Improving the characterization of low loss rate superconducting qubits

Superconducting qubits are a leading technology in the race to create commercially viable quantum computers. However, challenges remain in improving the materials and fabrication processes used to make qubits with sufficiently long coherence times to enable quantum advantage. Superconducting qubits suffer from well-known losses due to two level systems (TLS). TLS losses exhibit 1/f-like behavior. These fluctuations occur at time scales similar to typical measurement durations and T1 can vary dramatically over timescales of hours and days. Large variations in individual qubit T1 over long times scales make it difficult to characterize the T1 of a qubit that results from a given fabrication process without measuring large numbers of qubits for prohibitive amounts of time.
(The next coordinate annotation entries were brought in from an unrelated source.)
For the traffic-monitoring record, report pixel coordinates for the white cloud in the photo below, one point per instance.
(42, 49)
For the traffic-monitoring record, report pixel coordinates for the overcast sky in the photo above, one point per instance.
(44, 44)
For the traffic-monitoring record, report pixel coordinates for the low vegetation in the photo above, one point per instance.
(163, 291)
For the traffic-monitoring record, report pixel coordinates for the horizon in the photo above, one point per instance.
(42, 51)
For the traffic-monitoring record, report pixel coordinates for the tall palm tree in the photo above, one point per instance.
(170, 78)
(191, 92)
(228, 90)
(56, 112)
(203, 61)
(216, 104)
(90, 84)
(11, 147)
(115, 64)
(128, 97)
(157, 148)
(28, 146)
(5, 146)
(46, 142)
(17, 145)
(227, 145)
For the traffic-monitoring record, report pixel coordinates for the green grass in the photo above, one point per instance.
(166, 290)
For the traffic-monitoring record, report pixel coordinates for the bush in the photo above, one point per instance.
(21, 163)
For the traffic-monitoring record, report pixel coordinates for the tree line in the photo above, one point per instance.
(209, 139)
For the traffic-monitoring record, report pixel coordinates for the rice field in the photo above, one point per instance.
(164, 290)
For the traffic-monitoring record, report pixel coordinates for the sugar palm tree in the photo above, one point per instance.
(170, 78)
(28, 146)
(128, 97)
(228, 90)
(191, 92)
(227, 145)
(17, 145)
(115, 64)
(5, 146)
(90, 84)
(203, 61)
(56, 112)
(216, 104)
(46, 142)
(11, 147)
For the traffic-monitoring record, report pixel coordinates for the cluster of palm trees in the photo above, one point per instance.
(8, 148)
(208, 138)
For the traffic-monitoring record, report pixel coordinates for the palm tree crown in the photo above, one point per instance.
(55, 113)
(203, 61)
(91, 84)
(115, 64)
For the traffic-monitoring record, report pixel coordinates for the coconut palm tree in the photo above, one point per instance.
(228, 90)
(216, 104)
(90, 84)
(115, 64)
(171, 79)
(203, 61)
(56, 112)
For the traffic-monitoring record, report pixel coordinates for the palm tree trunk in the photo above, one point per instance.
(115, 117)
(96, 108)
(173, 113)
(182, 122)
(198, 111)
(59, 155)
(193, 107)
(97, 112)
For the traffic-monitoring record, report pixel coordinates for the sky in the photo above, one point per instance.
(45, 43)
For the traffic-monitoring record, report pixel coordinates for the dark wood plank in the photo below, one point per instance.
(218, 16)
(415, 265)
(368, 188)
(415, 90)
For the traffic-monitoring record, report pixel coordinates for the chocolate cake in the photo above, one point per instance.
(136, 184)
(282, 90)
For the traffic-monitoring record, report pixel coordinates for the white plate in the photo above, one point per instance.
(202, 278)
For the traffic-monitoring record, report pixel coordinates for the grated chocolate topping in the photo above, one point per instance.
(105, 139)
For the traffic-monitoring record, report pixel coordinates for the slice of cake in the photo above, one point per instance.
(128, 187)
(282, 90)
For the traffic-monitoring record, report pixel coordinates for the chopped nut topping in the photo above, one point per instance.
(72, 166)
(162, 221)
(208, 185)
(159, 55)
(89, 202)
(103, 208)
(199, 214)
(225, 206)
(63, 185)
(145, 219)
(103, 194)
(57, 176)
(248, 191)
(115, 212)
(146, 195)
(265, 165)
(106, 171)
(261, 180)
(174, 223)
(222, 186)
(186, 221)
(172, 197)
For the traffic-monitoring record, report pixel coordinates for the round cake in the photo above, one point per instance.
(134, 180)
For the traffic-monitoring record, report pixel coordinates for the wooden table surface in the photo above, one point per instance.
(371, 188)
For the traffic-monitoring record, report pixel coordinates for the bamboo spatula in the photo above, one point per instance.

This problem appears worse as T1 times increase.

Here we review our efforts to overcome the temporal fluctuations of TLS losses to characterize qubits more accurately and quickly for feedback onto materials and fabrication protocols. By varying the energies of the ensemble of TLS that couple to our qubit, we are able to better characterize the full T1 distribution and long-term behavior. Varying TLS energies continuously during measurement or varying the TLS energy discretely between measurements both appear to be viable options for reducing the time needed to characterize the T1 of a given qubit. These techniques should enable better decision making about qubit fabrication with small numbers of qubits.